What is PISA?
PISA is the largest international comparative education study in the world and is conducted every 3 years. More than 60 countries participate each cycle. PISA assesses 15-year-old students in mathematics, reading, and science literacy. PISA is unique because it focuses on how well students can apply their knowledge and skills they have acquired both in and out of school in real-life contexts. PISA results have been used by researchers and policymakers in the United States and around the world to chart national progress against international benchmarks and to identify strengths and weaknesses in countries' education systems.
What is the PISA Young Adult Follow-up Study and why is it important?
The PISA Young Adult Follow-up Study is a follow-up survey of U.S. PISA students who participated in PISA 2012. Students from PISA 2012 were asked to complete an online survey in the fall of 2015. The survey will ask students about their educational and work experiences and their use of computers and the Internet in their daily lives, and provide an opportunity for students to evaluate their reading and mathematics literacy skills. To measure reading and mathematics skills, the study will make use of the Education and Skills Online (ESO), a new online assessment instrument developed by the OECD and based on the Program for the International Assessment of Adult Competencies (PIAAC).

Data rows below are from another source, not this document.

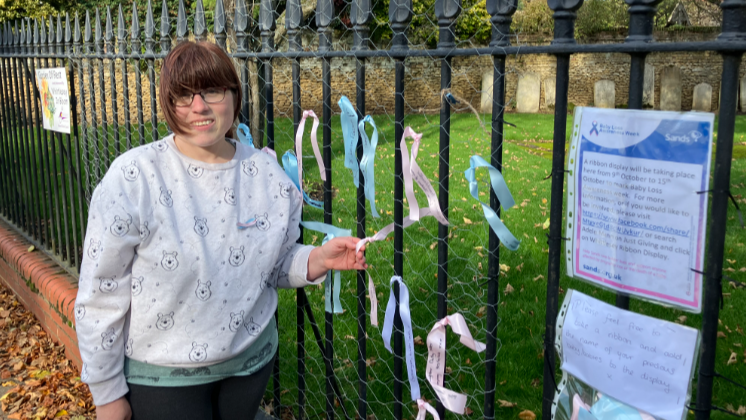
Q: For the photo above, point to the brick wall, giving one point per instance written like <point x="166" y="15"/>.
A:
<point x="42" y="287"/>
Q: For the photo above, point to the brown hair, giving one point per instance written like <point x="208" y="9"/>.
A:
<point x="191" y="67"/>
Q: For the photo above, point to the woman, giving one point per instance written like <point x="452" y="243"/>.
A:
<point x="188" y="239"/>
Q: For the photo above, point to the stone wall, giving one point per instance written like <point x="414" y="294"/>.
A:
<point x="470" y="76"/>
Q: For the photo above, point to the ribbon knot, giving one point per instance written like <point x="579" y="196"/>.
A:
<point x="503" y="194"/>
<point x="388" y="325"/>
<point x="330" y="288"/>
<point x="423" y="407"/>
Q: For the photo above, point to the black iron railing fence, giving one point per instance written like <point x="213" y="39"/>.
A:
<point x="46" y="177"/>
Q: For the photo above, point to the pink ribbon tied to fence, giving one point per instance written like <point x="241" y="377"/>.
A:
<point x="436" y="348"/>
<point x="314" y="144"/>
<point x="423" y="407"/>
<point x="411" y="171"/>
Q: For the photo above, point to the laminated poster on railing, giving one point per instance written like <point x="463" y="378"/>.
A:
<point x="621" y="365"/>
<point x="637" y="202"/>
<point x="55" y="99"/>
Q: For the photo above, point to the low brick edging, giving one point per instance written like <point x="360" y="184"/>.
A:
<point x="42" y="286"/>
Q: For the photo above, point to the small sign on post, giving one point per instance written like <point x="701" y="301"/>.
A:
<point x="55" y="99"/>
<point x="644" y="362"/>
<point x="637" y="202"/>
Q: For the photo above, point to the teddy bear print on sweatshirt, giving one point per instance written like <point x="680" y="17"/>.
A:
<point x="165" y="322"/>
<point x="131" y="171"/>
<point x="203" y="291"/>
<point x="95" y="249"/>
<point x="198" y="353"/>
<point x="237" y="256"/>
<point x="195" y="171"/>
<point x="249" y="168"/>
<point x="120" y="227"/>
<point x="169" y="261"/>
<point x="200" y="226"/>
<point x="236" y="321"/>
<point x="108" y="339"/>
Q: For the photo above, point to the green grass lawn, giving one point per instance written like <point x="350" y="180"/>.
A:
<point x="526" y="158"/>
<point x="521" y="326"/>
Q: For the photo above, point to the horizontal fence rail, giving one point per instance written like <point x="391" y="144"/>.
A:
<point x="340" y="370"/>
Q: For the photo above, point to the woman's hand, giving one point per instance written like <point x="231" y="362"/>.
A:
<point x="337" y="254"/>
<point x="115" y="410"/>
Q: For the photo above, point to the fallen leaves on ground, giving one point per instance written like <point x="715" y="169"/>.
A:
<point x="47" y="383"/>
<point x="509" y="289"/>
<point x="527" y="415"/>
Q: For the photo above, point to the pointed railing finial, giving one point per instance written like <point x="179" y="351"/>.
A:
<point x="36" y="36"/>
<point x="29" y="35"/>
<point x="121" y="31"/>
<point x="60" y="45"/>
<point x="77" y="35"/>
<point x="149" y="29"/>
<point x="43" y="36"/>
<point x="200" y="28"/>
<point x="22" y="36"/>
<point x="68" y="29"/>
<point x="87" y="34"/>
<point x="165" y="28"/>
<point x="50" y="35"/>
<point x="240" y="24"/>
<point x="220" y="24"/>
<point x="135" y="30"/>
<point x="181" y="23"/>
<point x="109" y="32"/>
<point x="400" y="14"/>
<point x="99" y="34"/>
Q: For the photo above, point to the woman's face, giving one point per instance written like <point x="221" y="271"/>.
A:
<point x="205" y="125"/>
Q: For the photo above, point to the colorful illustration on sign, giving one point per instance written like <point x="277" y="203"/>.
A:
<point x="636" y="219"/>
<point x="54" y="98"/>
<point x="47" y="102"/>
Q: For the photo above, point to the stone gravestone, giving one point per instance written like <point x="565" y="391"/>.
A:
<point x="648" y="87"/>
<point x="702" y="98"/>
<point x="671" y="89"/>
<point x="487" y="81"/>
<point x="550" y="91"/>
<point x="528" y="93"/>
<point x="604" y="94"/>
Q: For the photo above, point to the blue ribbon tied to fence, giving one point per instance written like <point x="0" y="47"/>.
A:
<point x="290" y="165"/>
<point x="331" y="232"/>
<point x="503" y="194"/>
<point x="244" y="135"/>
<point x="351" y="129"/>
<point x="406" y="319"/>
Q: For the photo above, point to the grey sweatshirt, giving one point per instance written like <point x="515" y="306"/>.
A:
<point x="168" y="278"/>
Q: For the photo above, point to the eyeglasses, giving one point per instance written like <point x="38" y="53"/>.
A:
<point x="209" y="95"/>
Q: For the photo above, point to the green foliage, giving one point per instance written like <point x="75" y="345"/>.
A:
<point x="16" y="9"/>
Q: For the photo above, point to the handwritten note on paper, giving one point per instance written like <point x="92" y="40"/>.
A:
<point x="642" y="361"/>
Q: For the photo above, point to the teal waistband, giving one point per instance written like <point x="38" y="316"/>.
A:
<point x="246" y="363"/>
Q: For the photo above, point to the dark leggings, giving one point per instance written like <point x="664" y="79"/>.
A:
<point x="237" y="397"/>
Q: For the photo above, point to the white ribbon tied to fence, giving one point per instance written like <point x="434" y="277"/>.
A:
<point x="411" y="171"/>
<point x="436" y="349"/>
<point x="388" y="325"/>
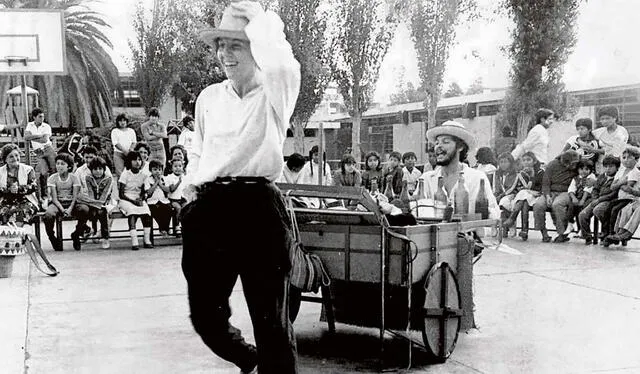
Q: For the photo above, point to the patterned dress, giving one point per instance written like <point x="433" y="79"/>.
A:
<point x="17" y="201"/>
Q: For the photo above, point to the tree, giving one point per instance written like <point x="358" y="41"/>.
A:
<point x="453" y="90"/>
<point x="543" y="38"/>
<point x="476" y="87"/>
<point x="155" y="51"/>
<point x="82" y="97"/>
<point x="433" y="32"/>
<point x="361" y="41"/>
<point x="305" y="28"/>
<point x="198" y="65"/>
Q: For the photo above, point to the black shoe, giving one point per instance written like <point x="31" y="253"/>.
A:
<point x="75" y="237"/>
<point x="561" y="238"/>
<point x="56" y="244"/>
<point x="524" y="235"/>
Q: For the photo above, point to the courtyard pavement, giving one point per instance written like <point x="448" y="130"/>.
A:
<point x="556" y="308"/>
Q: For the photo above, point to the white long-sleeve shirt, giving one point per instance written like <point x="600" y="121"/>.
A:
<point x="613" y="143"/>
<point x="237" y="136"/>
<point x="472" y="179"/>
<point x="537" y="141"/>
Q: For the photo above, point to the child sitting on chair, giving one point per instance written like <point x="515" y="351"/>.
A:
<point x="98" y="196"/>
<point x="64" y="188"/>
<point x="175" y="185"/>
<point x="159" y="204"/>
<point x="132" y="199"/>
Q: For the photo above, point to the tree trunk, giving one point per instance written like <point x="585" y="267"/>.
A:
<point x="523" y="126"/>
<point x="432" y="107"/>
<point x="355" y="136"/>
<point x="298" y="136"/>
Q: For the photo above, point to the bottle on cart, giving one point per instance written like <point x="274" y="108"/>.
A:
<point x="388" y="190"/>
<point x="461" y="195"/>
<point x="440" y="198"/>
<point x="448" y="212"/>
<point x="482" y="203"/>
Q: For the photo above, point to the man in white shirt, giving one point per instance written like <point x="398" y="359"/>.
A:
<point x="537" y="140"/>
<point x="39" y="133"/>
<point x="611" y="136"/>
<point x="240" y="128"/>
<point x="452" y="142"/>
<point x="187" y="134"/>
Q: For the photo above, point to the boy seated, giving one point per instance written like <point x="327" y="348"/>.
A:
<point x="410" y="173"/>
<point x="625" y="179"/>
<point x="580" y="191"/>
<point x="156" y="190"/>
<point x="98" y="195"/>
<point x="394" y="174"/>
<point x="174" y="183"/>
<point x="602" y="195"/>
<point x="64" y="187"/>
<point x="89" y="153"/>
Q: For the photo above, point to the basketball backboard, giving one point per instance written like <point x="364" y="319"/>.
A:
<point x="32" y="42"/>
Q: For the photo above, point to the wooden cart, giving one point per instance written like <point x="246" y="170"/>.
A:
<point x="395" y="279"/>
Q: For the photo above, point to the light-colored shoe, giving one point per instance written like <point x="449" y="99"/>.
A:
<point x="105" y="243"/>
<point x="570" y="228"/>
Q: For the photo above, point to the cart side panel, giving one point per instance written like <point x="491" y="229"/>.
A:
<point x="328" y="242"/>
<point x="446" y="247"/>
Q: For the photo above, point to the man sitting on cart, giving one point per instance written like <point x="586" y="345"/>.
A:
<point x="452" y="142"/>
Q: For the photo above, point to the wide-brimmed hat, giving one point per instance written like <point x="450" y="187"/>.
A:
<point x="230" y="26"/>
<point x="452" y="128"/>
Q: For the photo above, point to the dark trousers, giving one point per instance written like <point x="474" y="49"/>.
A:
<point x="240" y="230"/>
<point x="608" y="225"/>
<point x="100" y="214"/>
<point x="162" y="214"/>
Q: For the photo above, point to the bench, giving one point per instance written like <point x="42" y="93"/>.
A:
<point x="115" y="214"/>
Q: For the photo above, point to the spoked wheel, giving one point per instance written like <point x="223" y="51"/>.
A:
<point x="442" y="312"/>
<point x="295" y="299"/>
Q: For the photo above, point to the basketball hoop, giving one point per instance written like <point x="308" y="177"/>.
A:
<point x="19" y="59"/>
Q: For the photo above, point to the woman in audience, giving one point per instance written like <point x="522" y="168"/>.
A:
<point x="18" y="185"/>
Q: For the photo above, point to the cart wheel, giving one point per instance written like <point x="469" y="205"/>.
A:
<point x="442" y="312"/>
<point x="294" y="303"/>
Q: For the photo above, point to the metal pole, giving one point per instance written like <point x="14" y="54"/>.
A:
<point x="25" y="105"/>
<point x="320" y="153"/>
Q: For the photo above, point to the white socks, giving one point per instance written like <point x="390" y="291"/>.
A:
<point x="147" y="235"/>
<point x="134" y="237"/>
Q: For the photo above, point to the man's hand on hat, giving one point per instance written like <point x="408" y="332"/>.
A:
<point x="246" y="9"/>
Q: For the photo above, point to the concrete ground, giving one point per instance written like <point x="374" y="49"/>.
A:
<point x="557" y="308"/>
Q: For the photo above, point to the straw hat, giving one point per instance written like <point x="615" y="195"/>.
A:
<point x="229" y="27"/>
<point x="452" y="128"/>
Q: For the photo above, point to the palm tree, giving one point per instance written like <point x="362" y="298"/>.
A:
<point x="83" y="96"/>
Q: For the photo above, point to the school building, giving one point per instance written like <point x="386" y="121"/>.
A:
<point x="402" y="127"/>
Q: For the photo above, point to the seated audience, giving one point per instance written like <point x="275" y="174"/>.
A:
<point x="626" y="178"/>
<point x="601" y="196"/>
<point x="411" y="174"/>
<point x="64" y="188"/>
<point x="18" y="186"/>
<point x="133" y="199"/>
<point x="157" y="189"/>
<point x="555" y="183"/>
<point x="97" y="196"/>
<point x="372" y="171"/>
<point x="531" y="179"/>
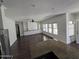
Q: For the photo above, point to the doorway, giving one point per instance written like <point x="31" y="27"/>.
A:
<point x="18" y="30"/>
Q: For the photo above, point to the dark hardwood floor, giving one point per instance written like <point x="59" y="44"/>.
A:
<point x="29" y="47"/>
<point x="21" y="48"/>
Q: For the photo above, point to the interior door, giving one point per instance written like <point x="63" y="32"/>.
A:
<point x="77" y="31"/>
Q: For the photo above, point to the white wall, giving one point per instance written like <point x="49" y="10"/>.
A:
<point x="10" y="25"/>
<point x="32" y="26"/>
<point x="61" y="21"/>
<point x="21" y="28"/>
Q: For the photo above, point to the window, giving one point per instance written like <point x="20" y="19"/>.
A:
<point x="50" y="28"/>
<point x="55" y="28"/>
<point x="45" y="27"/>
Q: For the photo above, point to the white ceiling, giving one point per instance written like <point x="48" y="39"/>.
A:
<point x="35" y="9"/>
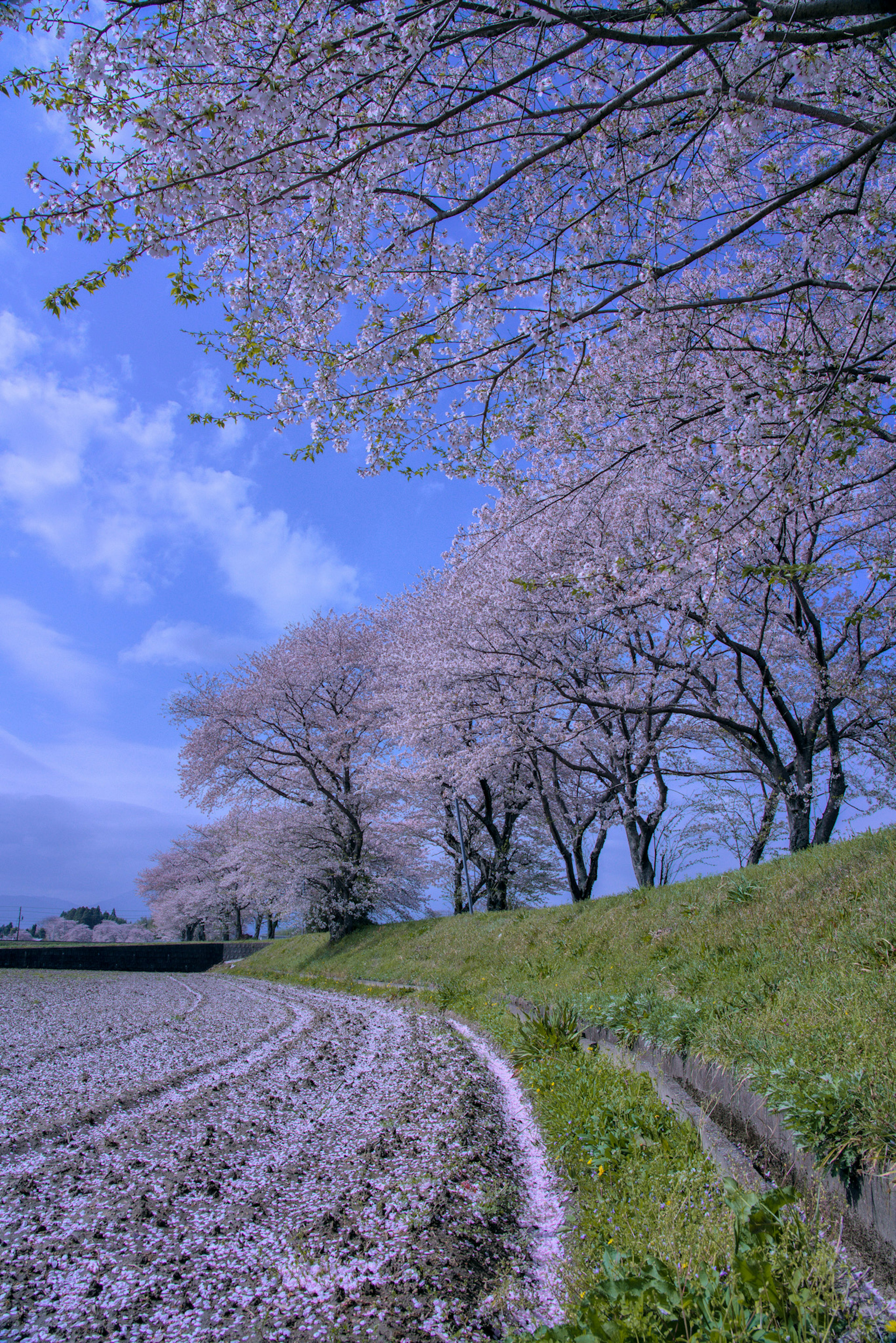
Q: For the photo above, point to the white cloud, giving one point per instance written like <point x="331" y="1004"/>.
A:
<point x="93" y="765"/>
<point x="186" y="644"/>
<point x="104" y="492"/>
<point x="15" y="340"/>
<point x="45" y="659"/>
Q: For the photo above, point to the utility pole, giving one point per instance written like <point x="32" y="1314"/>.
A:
<point x="467" y="871"/>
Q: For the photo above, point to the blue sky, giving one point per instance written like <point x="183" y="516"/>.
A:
<point x="138" y="549"/>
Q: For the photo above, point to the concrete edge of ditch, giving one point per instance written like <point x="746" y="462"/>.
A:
<point x="722" y="1109"/>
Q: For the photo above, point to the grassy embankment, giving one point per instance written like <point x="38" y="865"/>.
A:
<point x="784" y="974"/>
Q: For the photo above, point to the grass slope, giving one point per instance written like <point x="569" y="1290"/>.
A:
<point x="786" y="974"/>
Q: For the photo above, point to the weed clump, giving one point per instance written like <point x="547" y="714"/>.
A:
<point x="778" y="1286"/>
<point x="547" y="1031"/>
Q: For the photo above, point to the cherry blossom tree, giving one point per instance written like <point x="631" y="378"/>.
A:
<point x="757" y="603"/>
<point x="304" y="722"/>
<point x="549" y="221"/>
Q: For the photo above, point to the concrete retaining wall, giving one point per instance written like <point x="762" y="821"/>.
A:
<point x="182" y="957"/>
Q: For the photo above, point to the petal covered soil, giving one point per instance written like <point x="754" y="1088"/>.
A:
<point x="199" y="1158"/>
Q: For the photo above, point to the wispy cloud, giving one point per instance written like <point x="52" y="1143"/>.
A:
<point x="87" y="763"/>
<point x="105" y="492"/>
<point x="186" y="644"/>
<point x="46" y="660"/>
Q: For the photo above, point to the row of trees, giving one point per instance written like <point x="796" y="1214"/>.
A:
<point x="632" y="266"/>
<point x="630" y="653"/>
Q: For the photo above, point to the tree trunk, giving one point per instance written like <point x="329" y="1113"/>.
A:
<point x="758" y="847"/>
<point x="350" y="923"/>
<point x="836" y="788"/>
<point x="798" y="802"/>
<point x="640" y="851"/>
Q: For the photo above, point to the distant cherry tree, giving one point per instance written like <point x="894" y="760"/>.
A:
<point x="304" y="722"/>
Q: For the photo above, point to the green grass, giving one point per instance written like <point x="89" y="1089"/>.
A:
<point x="785" y="974"/>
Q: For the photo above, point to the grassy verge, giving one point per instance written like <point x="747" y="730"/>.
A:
<point x="659" y="1248"/>
<point x="786" y="976"/>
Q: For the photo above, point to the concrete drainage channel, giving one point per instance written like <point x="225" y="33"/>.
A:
<point x="742" y="1135"/>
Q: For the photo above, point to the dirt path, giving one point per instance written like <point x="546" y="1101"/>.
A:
<point x="195" y="1158"/>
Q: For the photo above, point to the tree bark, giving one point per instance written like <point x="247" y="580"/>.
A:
<point x="836" y="788"/>
<point x="640" y="851"/>
<point x="770" y="812"/>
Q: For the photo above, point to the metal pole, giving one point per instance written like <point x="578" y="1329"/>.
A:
<point x="467" y="871"/>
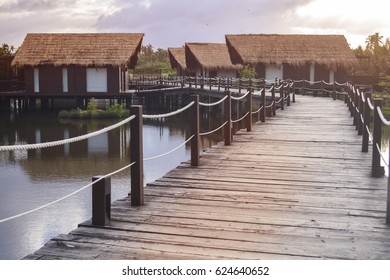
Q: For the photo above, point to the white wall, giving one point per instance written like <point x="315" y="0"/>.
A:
<point x="273" y="71"/>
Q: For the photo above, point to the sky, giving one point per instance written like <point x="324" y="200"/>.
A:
<point x="172" y="23"/>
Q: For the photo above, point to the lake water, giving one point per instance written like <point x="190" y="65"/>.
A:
<point x="29" y="179"/>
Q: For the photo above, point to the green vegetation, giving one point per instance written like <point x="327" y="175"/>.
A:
<point x="111" y="112"/>
<point x="152" y="62"/>
<point x="374" y="58"/>
<point x="248" y="72"/>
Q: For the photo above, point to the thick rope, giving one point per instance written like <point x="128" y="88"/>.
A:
<point x="241" y="97"/>
<point x="383" y="119"/>
<point x="255" y="112"/>
<point x="381" y="154"/>
<point x="168" y="114"/>
<point x="65" y="197"/>
<point x="240" y="119"/>
<point x="213" y="104"/>
<point x="171" y="151"/>
<point x="65" y="141"/>
<point x="212" y="131"/>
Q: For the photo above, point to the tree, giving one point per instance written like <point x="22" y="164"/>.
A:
<point x="374" y="60"/>
<point x="7" y="50"/>
<point x="152" y="62"/>
<point x="248" y="72"/>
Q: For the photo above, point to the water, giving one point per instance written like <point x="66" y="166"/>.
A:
<point x="29" y="179"/>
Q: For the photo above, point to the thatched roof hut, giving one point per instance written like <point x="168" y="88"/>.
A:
<point x="331" y="51"/>
<point x="84" y="49"/>
<point x="177" y="58"/>
<point x="209" y="57"/>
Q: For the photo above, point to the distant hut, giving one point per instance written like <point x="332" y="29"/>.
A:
<point x="177" y="57"/>
<point x="309" y="57"/>
<point x="210" y="60"/>
<point x="77" y="64"/>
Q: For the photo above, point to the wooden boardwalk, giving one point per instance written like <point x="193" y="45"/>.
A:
<point x="296" y="187"/>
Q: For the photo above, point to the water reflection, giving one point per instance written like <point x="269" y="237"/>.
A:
<point x="29" y="179"/>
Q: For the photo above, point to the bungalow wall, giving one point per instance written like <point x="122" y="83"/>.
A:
<point x="71" y="80"/>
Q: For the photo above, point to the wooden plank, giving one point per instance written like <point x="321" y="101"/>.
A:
<point x="296" y="187"/>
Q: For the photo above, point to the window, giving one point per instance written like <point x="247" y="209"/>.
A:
<point x="96" y="79"/>
<point x="36" y="79"/>
<point x="64" y="79"/>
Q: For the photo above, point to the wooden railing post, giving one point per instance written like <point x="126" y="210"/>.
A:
<point x="136" y="156"/>
<point x="273" y="100"/>
<point x="282" y="98"/>
<point x="195" y="131"/>
<point x="101" y="201"/>
<point x="288" y="94"/>
<point x="228" y="119"/>
<point x="249" y="109"/>
<point x="377" y="169"/>
<point x="293" y="92"/>
<point x="360" y="114"/>
<point x="263" y="104"/>
<point x="366" y="124"/>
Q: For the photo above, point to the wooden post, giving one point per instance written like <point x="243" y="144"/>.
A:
<point x="377" y="170"/>
<point x="101" y="201"/>
<point x="273" y="100"/>
<point x="293" y="92"/>
<point x="249" y="109"/>
<point x="263" y="103"/>
<point x="388" y="202"/>
<point x="228" y="119"/>
<point x="388" y="196"/>
<point x="360" y="114"/>
<point x="195" y="131"/>
<point x="355" y="113"/>
<point x="136" y="155"/>
<point x="366" y="123"/>
<point x="288" y="94"/>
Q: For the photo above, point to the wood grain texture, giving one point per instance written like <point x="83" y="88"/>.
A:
<point x="295" y="187"/>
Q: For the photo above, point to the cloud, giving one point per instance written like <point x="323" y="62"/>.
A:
<point x="174" y="22"/>
<point x="170" y="23"/>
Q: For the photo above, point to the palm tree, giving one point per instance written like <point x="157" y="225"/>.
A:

The PISA Young Adult Follow-up Study is important because it will provide valuable information about how students' skills measured by PISA at age 15 relate to education and work experiences and key skills in young adulthood. This information will help us better understand how well prepared U.S. students are for the global economy. It will also inform discussions about college and career-readiness and successful transitions from high school to college and the workforce.
Students who participated in PISA in 2012 were asked to provide contact information for a follow up study. Those who did are being invited to participate in the PISA Young Adult Follow-up Study. The study is voluntary, but only students who participated in PISA 2012 may participate in this study. These former PISA participants are a unique source of this information, so it is important that everyone who is eligible participates.
What is the study timeline?
Spring 2014: PISA 2012 students who supplied contact information were contacted.
Winter 2015/2016: Some study participants participated in a field test to try out study procedures.
Spring 2016: Study participants took an online survey for the main study data collection.